Question: How heterogeneous (diverse) is the poly(A) site usage for each gene in each cell?

Output file: entropy_shannon.tsv

Algorithm

  1. For each gene (or transcript), extract counts and compute per-PAS proportions within each cell.

  2. Compute Shannon entropy per cell:

    H = -sum_i( p_i * log2(p_i) )    (in bits)

where p_i = x_i / sum_j(x_j) and the convention 0 * log2(0) = 0 is applied.

  1. Normalize to [0, 1]:

    H_norm = H / log2(N)

where N is the number of PAS in the gene or transcript. When N = 1, log2(1) = 0 and H_norm is set to NaN.

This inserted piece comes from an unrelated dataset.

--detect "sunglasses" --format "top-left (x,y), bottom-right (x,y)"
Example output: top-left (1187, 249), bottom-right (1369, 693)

  1. Boundary cases from the code:
  2. All reads at one PAS: H = 0, H_norm = 0
  3. Uniform usage across N PAS: H = log2(N), H_norm = 1
  4. Zero-count cell: H = NaN, H_norm = NaN

Inputs and outputs

Inputs:

  • count_matrix: pd.DataFrame shape (n_pas, n_cells)
  • pas_isoform_map: dict[int, list[tuple[str, str, int, int, int]]]

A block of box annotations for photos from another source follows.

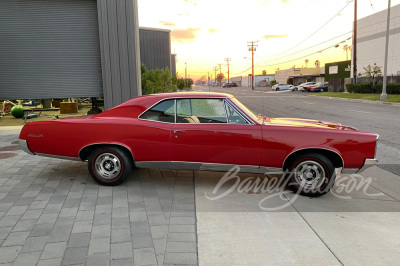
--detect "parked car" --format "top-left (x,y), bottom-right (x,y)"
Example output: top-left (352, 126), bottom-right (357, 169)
top-left (222, 83), bottom-right (237, 88)
top-left (272, 83), bottom-right (293, 91)
top-left (19, 92), bottom-right (378, 196)
top-left (311, 82), bottom-right (329, 92)
top-left (298, 81), bottom-right (317, 91)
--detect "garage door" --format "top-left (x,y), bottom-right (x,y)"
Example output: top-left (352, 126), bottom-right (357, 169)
top-left (0, 0), bottom-right (102, 99)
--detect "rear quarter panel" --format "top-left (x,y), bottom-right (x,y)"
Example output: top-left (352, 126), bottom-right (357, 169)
top-left (261, 125), bottom-right (377, 168)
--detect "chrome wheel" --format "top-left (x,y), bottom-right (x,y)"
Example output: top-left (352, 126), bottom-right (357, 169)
top-left (293, 161), bottom-right (326, 190)
top-left (94, 153), bottom-right (122, 179)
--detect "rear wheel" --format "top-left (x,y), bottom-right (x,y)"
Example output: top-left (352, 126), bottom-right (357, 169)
top-left (88, 146), bottom-right (132, 186)
top-left (286, 153), bottom-right (336, 197)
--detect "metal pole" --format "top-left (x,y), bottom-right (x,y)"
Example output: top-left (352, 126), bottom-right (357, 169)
top-left (251, 45), bottom-right (254, 90)
top-left (353, 0), bottom-right (357, 84)
top-left (380, 0), bottom-right (391, 100)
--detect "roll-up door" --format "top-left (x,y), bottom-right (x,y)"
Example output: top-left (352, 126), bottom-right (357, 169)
top-left (0, 0), bottom-right (102, 99)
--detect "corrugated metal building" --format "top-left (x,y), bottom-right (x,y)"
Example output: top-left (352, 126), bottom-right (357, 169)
top-left (0, 0), bottom-right (142, 109)
top-left (139, 27), bottom-right (176, 75)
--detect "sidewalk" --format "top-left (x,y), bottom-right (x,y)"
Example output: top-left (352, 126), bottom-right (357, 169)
top-left (0, 128), bottom-right (400, 266)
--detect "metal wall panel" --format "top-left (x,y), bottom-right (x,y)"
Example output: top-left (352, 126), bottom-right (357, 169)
top-left (0, 0), bottom-right (101, 99)
top-left (97, 0), bottom-right (141, 109)
top-left (139, 28), bottom-right (171, 70)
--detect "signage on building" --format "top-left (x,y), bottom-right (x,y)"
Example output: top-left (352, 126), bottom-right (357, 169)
top-left (329, 66), bottom-right (339, 74)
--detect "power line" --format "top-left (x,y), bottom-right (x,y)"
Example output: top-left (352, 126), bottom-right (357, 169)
top-left (272, 2), bottom-right (351, 55)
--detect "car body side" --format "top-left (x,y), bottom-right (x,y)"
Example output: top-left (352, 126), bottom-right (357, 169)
top-left (20, 94), bottom-right (377, 172)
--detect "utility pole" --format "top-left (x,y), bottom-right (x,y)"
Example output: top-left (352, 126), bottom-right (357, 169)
top-left (185, 62), bottom-right (187, 87)
top-left (225, 58), bottom-right (232, 83)
top-left (247, 41), bottom-right (258, 90)
top-left (353, 0), bottom-right (357, 84)
top-left (380, 0), bottom-right (391, 100)
top-left (218, 64), bottom-right (222, 86)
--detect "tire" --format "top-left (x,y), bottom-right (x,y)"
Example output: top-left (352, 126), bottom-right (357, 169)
top-left (88, 146), bottom-right (133, 186)
top-left (285, 153), bottom-right (336, 197)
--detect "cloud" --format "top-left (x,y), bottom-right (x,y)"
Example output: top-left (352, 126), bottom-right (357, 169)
top-left (263, 34), bottom-right (289, 39)
top-left (159, 21), bottom-right (175, 28)
top-left (171, 28), bottom-right (200, 42)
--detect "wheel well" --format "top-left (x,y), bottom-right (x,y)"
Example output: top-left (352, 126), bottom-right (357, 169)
top-left (283, 148), bottom-right (343, 169)
top-left (79, 143), bottom-right (135, 162)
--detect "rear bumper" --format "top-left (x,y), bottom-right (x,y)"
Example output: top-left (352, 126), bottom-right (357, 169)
top-left (18, 139), bottom-right (35, 155)
top-left (342, 159), bottom-right (378, 174)
top-left (357, 159), bottom-right (378, 173)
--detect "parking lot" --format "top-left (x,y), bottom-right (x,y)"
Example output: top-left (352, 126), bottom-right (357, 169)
top-left (0, 88), bottom-right (400, 265)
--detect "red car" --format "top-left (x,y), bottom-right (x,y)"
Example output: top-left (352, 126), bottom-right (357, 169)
top-left (19, 92), bottom-right (378, 196)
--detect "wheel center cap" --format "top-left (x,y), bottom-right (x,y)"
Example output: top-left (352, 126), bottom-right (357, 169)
top-left (104, 161), bottom-right (114, 171)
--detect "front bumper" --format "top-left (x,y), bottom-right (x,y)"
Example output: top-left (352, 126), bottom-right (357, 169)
top-left (18, 139), bottom-right (35, 155)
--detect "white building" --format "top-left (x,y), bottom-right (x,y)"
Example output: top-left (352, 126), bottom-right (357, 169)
top-left (357, 5), bottom-right (400, 76)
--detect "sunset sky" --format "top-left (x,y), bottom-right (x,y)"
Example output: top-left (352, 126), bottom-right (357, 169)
top-left (138, 0), bottom-right (400, 80)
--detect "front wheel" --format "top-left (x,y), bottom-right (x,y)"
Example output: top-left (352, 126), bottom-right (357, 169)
top-left (286, 153), bottom-right (336, 197)
top-left (88, 146), bottom-right (132, 186)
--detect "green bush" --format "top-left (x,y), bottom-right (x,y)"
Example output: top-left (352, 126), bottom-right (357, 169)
top-left (346, 83), bottom-right (400, 94)
top-left (346, 83), bottom-right (355, 93)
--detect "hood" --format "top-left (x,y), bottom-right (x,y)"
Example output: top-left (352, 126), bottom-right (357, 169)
top-left (264, 118), bottom-right (358, 131)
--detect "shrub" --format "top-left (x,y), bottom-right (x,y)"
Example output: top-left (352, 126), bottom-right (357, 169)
top-left (346, 83), bottom-right (355, 93)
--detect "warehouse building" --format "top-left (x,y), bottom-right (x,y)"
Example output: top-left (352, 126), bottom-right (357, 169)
top-left (352, 5), bottom-right (400, 79)
top-left (0, 0), bottom-right (171, 109)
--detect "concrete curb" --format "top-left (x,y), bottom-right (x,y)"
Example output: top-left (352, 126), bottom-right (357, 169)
top-left (306, 95), bottom-right (400, 107)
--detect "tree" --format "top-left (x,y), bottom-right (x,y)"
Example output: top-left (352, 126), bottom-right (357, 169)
top-left (358, 65), bottom-right (382, 86)
top-left (140, 64), bottom-right (177, 94)
top-left (217, 73), bottom-right (225, 86)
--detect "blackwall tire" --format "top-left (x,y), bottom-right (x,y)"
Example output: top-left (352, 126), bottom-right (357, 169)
top-left (286, 153), bottom-right (336, 197)
top-left (88, 146), bottom-right (133, 186)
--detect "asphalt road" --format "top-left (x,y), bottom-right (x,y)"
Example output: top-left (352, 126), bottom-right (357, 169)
top-left (195, 86), bottom-right (400, 175)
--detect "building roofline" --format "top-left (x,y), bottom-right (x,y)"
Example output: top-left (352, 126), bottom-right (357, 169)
top-left (139, 27), bottom-right (172, 32)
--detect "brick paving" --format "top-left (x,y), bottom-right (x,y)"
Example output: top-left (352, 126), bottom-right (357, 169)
top-left (0, 134), bottom-right (198, 266)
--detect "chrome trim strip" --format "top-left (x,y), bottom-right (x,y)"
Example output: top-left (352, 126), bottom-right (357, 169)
top-left (226, 101), bottom-right (255, 125)
top-left (341, 168), bottom-right (359, 175)
top-left (78, 142), bottom-right (135, 161)
top-left (135, 161), bottom-right (283, 174)
top-left (135, 161), bottom-right (171, 169)
top-left (357, 159), bottom-right (378, 173)
top-left (137, 96), bottom-right (255, 125)
top-left (18, 139), bottom-right (35, 155)
top-left (282, 147), bottom-right (344, 168)
top-left (36, 153), bottom-right (82, 162)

Output columns in entropy_shannon.tsv:

Column Type Description
gene_id str Gene identifier
transcript_id str Transcript ID or "_gene_"
pas_ids str Semicolon-joined PAS IDs included in entropy computation
cell str Cell barcode
entropy float64 H in bits
normalized_entropy float64 H / log2(N) in [0, 1] or NaN
n_pas int Number of PAS in the gene/transcript
total_reads_gene float Sum of reads across all gene PAS (per_gene mode)

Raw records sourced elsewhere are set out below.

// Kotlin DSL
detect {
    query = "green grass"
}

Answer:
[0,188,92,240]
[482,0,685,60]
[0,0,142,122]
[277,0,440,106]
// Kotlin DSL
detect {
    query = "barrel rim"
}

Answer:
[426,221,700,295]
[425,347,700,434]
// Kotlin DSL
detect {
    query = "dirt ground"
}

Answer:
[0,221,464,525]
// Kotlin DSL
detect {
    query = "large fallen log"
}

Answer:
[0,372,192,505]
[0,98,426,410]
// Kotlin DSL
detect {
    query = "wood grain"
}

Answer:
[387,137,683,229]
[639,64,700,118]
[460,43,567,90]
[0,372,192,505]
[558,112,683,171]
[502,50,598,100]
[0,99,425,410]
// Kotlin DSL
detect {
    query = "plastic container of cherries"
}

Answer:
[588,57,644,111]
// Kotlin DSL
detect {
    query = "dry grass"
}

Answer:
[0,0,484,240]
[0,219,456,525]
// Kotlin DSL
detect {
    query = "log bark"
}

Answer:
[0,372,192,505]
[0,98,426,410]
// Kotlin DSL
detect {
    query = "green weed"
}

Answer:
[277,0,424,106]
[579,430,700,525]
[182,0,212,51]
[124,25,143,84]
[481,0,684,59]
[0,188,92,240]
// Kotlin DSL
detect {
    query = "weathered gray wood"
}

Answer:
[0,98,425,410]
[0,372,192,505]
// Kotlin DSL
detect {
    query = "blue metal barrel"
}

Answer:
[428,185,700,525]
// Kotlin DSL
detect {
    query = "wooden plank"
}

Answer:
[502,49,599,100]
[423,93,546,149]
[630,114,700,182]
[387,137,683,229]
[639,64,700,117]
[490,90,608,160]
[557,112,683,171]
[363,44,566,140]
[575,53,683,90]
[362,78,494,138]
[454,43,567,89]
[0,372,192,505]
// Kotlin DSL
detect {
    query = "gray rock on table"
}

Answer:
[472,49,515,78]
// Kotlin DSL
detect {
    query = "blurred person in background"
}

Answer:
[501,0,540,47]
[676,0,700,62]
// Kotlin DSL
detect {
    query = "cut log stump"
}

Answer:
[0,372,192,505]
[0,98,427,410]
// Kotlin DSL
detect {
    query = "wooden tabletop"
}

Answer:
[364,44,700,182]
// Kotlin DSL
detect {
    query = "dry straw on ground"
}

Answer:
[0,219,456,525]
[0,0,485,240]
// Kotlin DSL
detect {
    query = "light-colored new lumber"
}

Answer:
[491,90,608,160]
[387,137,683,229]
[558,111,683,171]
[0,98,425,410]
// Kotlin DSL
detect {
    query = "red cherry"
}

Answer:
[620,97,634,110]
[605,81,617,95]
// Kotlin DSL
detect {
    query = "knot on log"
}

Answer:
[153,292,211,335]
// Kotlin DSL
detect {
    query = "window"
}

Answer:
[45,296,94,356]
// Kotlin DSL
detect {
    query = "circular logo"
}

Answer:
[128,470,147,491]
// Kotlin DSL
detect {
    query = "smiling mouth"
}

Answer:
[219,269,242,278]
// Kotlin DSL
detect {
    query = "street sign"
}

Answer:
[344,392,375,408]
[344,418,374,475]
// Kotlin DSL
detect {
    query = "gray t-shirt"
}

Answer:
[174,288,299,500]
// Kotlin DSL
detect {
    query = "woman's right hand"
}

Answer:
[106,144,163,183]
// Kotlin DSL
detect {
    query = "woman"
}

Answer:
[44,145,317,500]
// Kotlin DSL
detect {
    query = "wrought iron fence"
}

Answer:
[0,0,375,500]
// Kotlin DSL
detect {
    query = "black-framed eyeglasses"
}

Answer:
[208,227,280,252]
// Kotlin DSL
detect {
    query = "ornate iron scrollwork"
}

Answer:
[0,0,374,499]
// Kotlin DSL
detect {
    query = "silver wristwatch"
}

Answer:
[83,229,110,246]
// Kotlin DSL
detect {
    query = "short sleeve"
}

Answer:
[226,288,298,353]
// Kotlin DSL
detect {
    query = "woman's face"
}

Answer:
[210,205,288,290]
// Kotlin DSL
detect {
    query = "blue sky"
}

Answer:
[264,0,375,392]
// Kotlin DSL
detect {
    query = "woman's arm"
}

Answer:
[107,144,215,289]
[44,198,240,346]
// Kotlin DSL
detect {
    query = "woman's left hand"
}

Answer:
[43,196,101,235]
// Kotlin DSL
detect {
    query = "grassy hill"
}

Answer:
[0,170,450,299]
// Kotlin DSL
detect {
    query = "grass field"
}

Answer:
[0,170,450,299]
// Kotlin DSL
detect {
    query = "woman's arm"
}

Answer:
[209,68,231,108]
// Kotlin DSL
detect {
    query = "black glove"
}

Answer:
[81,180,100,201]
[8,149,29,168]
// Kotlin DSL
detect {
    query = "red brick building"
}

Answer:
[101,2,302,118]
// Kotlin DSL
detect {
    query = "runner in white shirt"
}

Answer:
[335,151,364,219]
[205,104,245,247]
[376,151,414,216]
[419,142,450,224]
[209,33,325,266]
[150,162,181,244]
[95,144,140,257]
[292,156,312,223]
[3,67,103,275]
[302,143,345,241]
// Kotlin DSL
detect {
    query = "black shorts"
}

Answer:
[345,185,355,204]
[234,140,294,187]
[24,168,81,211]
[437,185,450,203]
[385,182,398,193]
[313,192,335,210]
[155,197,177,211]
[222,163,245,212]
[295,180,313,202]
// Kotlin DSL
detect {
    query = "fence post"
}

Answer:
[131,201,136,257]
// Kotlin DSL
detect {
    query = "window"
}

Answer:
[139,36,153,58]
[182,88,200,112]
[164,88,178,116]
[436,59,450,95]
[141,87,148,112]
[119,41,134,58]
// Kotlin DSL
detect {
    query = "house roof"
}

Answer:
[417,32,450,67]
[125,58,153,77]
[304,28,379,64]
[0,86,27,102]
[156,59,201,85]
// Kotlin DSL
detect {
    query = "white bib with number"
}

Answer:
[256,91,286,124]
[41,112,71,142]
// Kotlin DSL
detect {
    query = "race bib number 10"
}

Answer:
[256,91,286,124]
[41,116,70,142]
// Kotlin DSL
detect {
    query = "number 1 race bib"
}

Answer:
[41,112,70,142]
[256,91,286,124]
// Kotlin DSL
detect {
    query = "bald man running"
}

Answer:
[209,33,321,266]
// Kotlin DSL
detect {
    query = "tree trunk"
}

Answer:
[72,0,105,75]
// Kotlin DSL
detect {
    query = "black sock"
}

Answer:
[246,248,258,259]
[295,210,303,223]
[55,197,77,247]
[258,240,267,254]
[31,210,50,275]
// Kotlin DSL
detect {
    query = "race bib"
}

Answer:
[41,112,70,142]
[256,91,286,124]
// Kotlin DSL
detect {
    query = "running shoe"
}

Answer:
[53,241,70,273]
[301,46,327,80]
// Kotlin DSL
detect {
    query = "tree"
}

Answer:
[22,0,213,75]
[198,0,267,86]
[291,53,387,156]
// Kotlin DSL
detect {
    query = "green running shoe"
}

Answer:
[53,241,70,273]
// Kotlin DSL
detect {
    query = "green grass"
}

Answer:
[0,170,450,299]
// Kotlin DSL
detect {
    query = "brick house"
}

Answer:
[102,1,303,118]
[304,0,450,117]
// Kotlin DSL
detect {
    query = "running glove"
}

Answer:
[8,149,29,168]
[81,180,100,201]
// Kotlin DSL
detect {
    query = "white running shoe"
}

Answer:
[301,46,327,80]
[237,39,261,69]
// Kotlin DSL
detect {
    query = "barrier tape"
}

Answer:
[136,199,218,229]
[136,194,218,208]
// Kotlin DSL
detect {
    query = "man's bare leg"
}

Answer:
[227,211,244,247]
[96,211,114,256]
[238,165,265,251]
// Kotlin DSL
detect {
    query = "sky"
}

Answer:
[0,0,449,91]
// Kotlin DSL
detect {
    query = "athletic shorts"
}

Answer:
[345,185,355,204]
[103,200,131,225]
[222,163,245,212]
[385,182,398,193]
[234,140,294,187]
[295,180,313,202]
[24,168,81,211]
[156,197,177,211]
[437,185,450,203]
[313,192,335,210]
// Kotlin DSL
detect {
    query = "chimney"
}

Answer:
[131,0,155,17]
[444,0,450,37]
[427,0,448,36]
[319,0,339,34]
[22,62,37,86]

When aggregation="per_isoform", the last column is total_reads_transcript.

Tunable hyperparameters

Parameter Default CLI flag YAML key Description
pseudocount 0.0 --pdui-pseudocount pdui_pseudocount Added to each count before computing proportions. Non-zero values shift entropy toward uniformity.
aggregation "per_isoform" --isoform-agg isoform_agg "per_gene" or "per_isoform".

When entropy is informative

Entropy is most informative for genes with three or more PAS. For single-PAS genes, H = 0 always (there is no choice) and H_norm = NaN. For two-PAS genes, entropy reduces to a single number that is monotonically related to the classic PDUI, so classic is the simpler choice.

Entropy becomes interesting in pseudotime analysis or when comparing progenitor vs. differentiated cells: progenitors often show higher entropy (broader PAS usage) while terminally differentiated cells show lower entropy (focused usage at one site). Compare entropy_distribution violin plots across clusters as a first screen.

Limitations

  • Adding a pseudocount shifts entropy toward uniformity. A pseudocount of 1.0 on a gene with 2 reads (1 at each of 2 PAS) will produce the same entropy as a gene with 10,000 reads (5,000 at each). Filter low-coverage cells before relying on entropy values.
  • Entropy does not indicate which PAS is used more, only how evenly usage is spread. Combine with proportion output to identify the dominant PAS in low-entropy cells.